Ain't I a Woman?


"Ain't I a Woman?" is a speech, delivered extemporaneously, by Sojourner Truth (1797–1883), born into slavery in New York State. Some time after gaining her freedom in 1827, she became a well known anti-slavery speaker. Her speech was delivered at the Women's Convention in Akron, Ohio, in 1851, and did not originally have a title.

The speech was briefly reported in two contemporary newspapers, and a transcript of the speech was published in the Anti-Slavery Bugle on June 21, 1851. It received wider publicity in 1863 during the American Civil War when Frances Dana Barker Gage published a different version, one which became known as Ain't I a Woman? because of its oft-repeated question. This later, better known and more widely available version was the one commonly referenced in popular culture and, until historian Nell Irvin Painter's 1996 biography of Truth, by historians as well.

Sojourner Truth was born Isabella Baumfree in 1797 in New York State. Truth ran from her master in 1827 after he went back on his promise of her freedom. She became a priest and an activist throughout the 1840s-1850s.[1] She delivered her speech, "Ain't I a Woman?", at the Women's Rights Convention in 1851. Truth questions the treatment of white women compared to Black women. Seemingly pointing out a man in the room, Truth says, "That man over there says that women need to be helped into carriages, and lifted over ditches, and to have the best place everywhere."[2] In the Gage version, she exclaims that no one ever does any of these things for her, repeating the question, "And ain't I a woman?" several times. She says that she has worked and birthed many children, making her as much a woman as anyone else. There is no official published version of her speech; many rewritings of it were published anywhere from one month to 12 years after it was spoken.  

The phrase "Am I not a man and a brother?" had been used by British abolitionists since the late 18th century to decry the inhumanity of slavery.[3] This male motto was first turned female in the 1820s by British abolitionists,[4] then in 1830 the American abolitionist newspaper Genius of Universal Emancipation carried an image of a slave woman asking "Am I not a woman and a sister?"[3] This image was widely republished in the 1830s, and struck into a copper coin or token, but without the question mark, to give the question a positive answer.[4] In 1833, African American activist Maria W. Stewart used the words of this motto to argue for the rights of women of every race.

The first reports of the speech were published by the New York Tribune on June 6, 1851, and by The Liberator five days later. Both of these accounts were brief, lacking a full transcription.[5] The first complete transcription was published on June 21 in the Anti-Slavery Bugle by Marcus Robinson, an abolitionist and newspaper editor who acted as the convention's recording secretary.[6] The question "Ain't I a Woman?" does not appear in his account.[7]
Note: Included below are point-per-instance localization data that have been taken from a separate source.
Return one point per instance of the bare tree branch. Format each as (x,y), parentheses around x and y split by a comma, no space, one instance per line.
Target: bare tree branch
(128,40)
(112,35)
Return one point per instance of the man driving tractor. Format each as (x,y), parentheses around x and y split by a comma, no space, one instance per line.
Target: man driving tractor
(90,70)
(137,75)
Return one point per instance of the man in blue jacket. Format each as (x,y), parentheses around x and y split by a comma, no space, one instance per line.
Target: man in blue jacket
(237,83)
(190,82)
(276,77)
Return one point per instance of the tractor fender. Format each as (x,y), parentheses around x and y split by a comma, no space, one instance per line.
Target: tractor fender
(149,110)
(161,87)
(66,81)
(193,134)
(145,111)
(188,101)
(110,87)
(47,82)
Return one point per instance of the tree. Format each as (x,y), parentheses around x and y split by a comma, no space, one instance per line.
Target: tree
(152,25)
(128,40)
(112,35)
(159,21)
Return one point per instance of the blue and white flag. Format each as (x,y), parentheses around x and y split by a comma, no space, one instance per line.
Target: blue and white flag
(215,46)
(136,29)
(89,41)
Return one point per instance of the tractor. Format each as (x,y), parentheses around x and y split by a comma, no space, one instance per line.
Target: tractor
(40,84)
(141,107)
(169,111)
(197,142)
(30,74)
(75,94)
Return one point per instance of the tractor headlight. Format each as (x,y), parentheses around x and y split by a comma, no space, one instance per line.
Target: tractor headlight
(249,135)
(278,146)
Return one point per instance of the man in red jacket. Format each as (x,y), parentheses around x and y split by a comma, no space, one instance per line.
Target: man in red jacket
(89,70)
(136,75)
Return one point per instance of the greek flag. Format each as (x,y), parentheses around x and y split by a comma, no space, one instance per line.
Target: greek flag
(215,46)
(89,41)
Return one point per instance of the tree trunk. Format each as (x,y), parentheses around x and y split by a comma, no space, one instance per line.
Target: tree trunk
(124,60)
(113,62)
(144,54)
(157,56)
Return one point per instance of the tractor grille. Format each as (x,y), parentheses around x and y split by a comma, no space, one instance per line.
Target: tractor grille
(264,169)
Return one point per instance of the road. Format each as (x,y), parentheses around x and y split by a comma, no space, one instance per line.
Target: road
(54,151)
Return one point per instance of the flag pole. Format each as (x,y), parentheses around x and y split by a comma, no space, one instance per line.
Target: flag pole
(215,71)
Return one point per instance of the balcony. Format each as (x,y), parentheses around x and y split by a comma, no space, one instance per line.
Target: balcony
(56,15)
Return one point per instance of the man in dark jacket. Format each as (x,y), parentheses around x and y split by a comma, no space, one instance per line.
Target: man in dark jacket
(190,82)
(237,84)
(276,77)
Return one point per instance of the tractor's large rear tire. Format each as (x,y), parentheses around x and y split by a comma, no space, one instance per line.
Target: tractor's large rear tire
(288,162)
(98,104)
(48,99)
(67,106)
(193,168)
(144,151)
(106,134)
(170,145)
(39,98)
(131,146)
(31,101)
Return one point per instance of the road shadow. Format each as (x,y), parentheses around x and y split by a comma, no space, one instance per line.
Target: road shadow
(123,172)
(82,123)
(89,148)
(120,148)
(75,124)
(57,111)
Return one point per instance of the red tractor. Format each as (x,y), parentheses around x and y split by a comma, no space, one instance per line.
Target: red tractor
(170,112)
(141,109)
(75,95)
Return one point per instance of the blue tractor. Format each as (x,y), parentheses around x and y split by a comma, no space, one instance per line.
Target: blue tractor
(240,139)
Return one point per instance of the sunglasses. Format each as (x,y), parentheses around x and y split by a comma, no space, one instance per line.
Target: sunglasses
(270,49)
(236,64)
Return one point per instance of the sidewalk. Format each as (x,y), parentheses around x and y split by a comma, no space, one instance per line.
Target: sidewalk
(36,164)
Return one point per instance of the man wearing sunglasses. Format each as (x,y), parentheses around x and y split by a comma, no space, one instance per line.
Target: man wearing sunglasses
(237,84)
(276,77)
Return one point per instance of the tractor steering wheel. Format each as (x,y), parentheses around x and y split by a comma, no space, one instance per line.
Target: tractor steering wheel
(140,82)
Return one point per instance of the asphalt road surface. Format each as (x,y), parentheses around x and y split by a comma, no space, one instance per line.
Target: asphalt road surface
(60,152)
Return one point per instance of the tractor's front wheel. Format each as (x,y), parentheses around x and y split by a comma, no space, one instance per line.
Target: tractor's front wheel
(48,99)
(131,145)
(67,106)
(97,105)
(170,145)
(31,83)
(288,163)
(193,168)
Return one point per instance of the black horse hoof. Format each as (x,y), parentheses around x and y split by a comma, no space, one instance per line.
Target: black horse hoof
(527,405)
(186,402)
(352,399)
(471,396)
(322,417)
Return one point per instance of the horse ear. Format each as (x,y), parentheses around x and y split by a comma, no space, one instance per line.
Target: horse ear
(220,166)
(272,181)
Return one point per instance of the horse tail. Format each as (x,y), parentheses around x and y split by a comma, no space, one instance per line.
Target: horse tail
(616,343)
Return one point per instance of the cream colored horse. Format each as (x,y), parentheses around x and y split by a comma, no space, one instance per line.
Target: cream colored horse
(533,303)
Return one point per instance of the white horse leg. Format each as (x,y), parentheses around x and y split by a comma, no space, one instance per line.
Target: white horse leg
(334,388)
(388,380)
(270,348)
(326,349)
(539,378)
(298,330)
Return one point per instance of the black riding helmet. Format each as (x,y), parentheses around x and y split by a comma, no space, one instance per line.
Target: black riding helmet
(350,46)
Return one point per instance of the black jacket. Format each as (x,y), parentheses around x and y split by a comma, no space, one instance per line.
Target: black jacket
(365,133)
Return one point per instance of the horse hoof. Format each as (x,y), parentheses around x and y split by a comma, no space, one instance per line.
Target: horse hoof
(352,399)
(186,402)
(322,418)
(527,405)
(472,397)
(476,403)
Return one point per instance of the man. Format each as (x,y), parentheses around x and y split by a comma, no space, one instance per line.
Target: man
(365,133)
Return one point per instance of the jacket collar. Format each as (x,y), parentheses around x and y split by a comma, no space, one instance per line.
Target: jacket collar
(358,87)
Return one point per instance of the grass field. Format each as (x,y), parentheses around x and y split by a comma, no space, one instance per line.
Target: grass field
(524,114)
Twelve years later, in May 1863, Frances Dana Barker Gage published a very different transcription. In it, she gave Truth many of the speech characteristics of Southern slaves, and she included new material that Robinson had not reported. Gage's version of the speech was republished in 1875, 1881, and 1889, and became the historic standard. This version is known as "Ain't I a Woman?" after its oft-repeated refrain.[8] Truth's style of speech was not like that of Southern slaves;[9] she was born and raised in New York, and spoke only Dutch until she was nine years old.[10][11][12]


Sojourner Truth
1830s image of a slave woman saying "Am I Not a Woman and a Sister?"